Years later, that statistic still brings D'Alessandro to tears.

"UAlbany has probably, I would venture to guess, certainly the neediest population of our university centers," D'Alessandro said. "We have 40% of our students getting Pell Grants."

With help from an Association of Public and Land-Grant Universities (APLU) grant, D'Alessandro helped establish the Purple Pantry and to create an endowment to ensure its sustainability.

The pantry has seen a stark rise in visits in recent years. In 2021, it saw 1,075. This year there were 3,885. In 2024 alone, the pantry offered 46,620 meals.

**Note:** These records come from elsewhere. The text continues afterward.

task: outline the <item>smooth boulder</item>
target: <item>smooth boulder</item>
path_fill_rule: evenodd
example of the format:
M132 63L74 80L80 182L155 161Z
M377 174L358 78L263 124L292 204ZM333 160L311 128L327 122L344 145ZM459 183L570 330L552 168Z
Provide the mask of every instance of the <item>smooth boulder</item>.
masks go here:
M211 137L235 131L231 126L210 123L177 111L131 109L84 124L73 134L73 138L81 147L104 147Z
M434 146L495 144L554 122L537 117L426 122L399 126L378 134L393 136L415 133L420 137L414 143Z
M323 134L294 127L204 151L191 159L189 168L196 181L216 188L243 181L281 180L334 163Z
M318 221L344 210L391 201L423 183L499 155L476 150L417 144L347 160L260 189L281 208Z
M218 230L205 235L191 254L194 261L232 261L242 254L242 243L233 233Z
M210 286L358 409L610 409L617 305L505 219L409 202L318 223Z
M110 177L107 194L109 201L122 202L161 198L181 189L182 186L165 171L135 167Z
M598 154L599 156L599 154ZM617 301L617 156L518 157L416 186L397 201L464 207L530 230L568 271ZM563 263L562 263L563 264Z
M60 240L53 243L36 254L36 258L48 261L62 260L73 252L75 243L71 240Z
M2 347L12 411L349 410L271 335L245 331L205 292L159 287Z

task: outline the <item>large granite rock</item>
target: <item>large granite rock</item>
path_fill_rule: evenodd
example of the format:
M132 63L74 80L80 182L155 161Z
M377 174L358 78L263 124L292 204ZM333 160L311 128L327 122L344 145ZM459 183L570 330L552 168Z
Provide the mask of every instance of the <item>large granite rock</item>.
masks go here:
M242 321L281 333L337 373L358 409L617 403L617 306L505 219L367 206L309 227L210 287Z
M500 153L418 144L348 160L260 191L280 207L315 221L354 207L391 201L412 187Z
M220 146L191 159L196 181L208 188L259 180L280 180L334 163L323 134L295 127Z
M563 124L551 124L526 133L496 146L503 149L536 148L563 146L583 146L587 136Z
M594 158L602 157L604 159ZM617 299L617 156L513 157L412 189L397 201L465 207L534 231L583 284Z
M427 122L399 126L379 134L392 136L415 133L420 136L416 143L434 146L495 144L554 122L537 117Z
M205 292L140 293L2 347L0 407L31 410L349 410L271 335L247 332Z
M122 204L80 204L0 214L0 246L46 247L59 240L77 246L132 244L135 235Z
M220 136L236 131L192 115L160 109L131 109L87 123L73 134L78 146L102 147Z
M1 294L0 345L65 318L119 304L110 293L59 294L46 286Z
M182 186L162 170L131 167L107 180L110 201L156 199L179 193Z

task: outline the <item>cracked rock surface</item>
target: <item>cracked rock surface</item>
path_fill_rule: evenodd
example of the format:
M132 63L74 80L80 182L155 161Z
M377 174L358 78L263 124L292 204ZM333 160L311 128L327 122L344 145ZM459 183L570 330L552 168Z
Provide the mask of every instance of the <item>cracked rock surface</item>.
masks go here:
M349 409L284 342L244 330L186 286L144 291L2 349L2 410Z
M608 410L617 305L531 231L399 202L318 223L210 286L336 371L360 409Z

"If we can feed some students and keep their GPAs up and keep them in school and get them to graduation, that's a coup," D'Alessandro said.

Looking ahead

Just a few years ago, at SUNY Schenectady's commencement day, a graduating student approached King to thank her.

"She said, 'Because I could visit the food pantry three times every month, I didn't have to get a third part-time job,'" King remembered.

It was a gratifying moment in a career advocating for food justice.

"I have previous lived experience with poverty and hunger, and so I think that perspective [has] molded my work," King reflected.

The pantry at SUNY Schenectady is continuing to grow and this week, the college installed refrigerated and non-refrigerated lockers in Elston Hall to give students more flexibility as to when they can pick up their orders.

It's the first SUNY college to offer the Parcel Pending by Quadient lockers. When students place their orders through PantrySOFT, they'll get a barcode for the locker, which they'll scan to unlock it once the order is ready. Staff can also send out reminders if they've forgotten to pick up their order.

While the primary goal is to keep students - and their families - fed, King also aims to dispel an age-old notion.

"One of the things I'm trying to do is to educate people that the hungry college student isn't a rite of passage," King said. "It's a fact of life that we can do something about."

By the numbers:

448

People served by the Empire State University's virtual food pantry since January. That number includes 149 students and their family members.

49%

Increase in the number of people who accessed SUNY Schenectady's food pantry this academic year over last.

20%

Increase in visitors this fall semester over last at SUNY Schenectady's food pantry.

800

Unique visitors per month at the Fulton-Montgomery County Community College food pantry.

3,885

Visits to the Purple Pantry at the University at Albany this year.